Para entender melhor o quadro do ex-Globo, conversamos com o médico nefrologista Dr. Henrique Carrascossi, que explicou o impacto dos transplantes do corpo do apresentador e também analisou sua qualidade de vida daqui para frente.
Novos riscos
Segundo Carrascossi, todo mundo que fez um transplante possui riscos mais elevados: "Todos os pacientes transplantados apresentam imunidade mais baixa para evitar a rejeição dos órgãos. O organismo precisa se adaptar ao novo órgão e à imunossupressão para que não haja rejeição e consequente perda do órgão".
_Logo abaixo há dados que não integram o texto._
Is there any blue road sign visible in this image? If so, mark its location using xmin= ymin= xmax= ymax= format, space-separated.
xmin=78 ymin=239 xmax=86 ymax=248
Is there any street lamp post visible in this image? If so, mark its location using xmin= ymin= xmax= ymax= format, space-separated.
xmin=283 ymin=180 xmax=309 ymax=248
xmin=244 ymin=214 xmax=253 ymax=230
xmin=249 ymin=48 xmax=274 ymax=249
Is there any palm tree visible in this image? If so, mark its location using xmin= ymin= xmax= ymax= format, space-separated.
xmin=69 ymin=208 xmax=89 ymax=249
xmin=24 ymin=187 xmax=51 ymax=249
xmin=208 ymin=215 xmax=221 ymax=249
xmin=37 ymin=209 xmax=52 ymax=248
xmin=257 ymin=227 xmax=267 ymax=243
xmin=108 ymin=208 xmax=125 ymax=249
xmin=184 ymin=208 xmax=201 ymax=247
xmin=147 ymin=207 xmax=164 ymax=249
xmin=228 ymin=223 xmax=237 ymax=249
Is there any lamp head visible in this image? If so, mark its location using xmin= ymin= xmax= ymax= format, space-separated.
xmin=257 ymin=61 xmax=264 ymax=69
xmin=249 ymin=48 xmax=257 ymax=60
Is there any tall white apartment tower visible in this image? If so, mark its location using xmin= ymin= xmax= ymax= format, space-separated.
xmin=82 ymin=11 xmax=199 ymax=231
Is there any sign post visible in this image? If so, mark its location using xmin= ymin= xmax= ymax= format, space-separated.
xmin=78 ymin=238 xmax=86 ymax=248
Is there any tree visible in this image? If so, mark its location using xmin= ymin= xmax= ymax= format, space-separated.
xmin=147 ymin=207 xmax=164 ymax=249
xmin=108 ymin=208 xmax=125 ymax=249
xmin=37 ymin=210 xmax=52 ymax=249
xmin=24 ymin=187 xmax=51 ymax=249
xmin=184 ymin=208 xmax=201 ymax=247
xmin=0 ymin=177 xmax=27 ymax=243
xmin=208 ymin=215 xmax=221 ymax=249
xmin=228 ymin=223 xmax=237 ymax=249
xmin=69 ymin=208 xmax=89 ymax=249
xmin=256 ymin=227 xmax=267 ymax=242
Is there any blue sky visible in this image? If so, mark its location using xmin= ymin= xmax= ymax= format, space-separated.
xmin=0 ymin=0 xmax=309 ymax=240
Além disso, esses pacientes estão mais vulneráveis a infecções: "Por isso, ele deve fazer uso desses medicamentos pela vida toda, além de realizar ajustes na alimentação e na rotina, tomando cuidado com ambientes de risco para infecções e evitando exposições desnecessárias".
Pode voltar ao trabalho?
O nefrologista explica que pacientes transplantados podem retomar ao trabalho após uma boa recuperação. Porém, o caso do apresentador é mais delicado: "É importante lembrar que o Faustão já tem 75 anos. Um paciente dessa idade, com quatro transplantes, certamente não terá o mesmo desempenho físico que alguém mais jovem, de 40 ou 50 anos".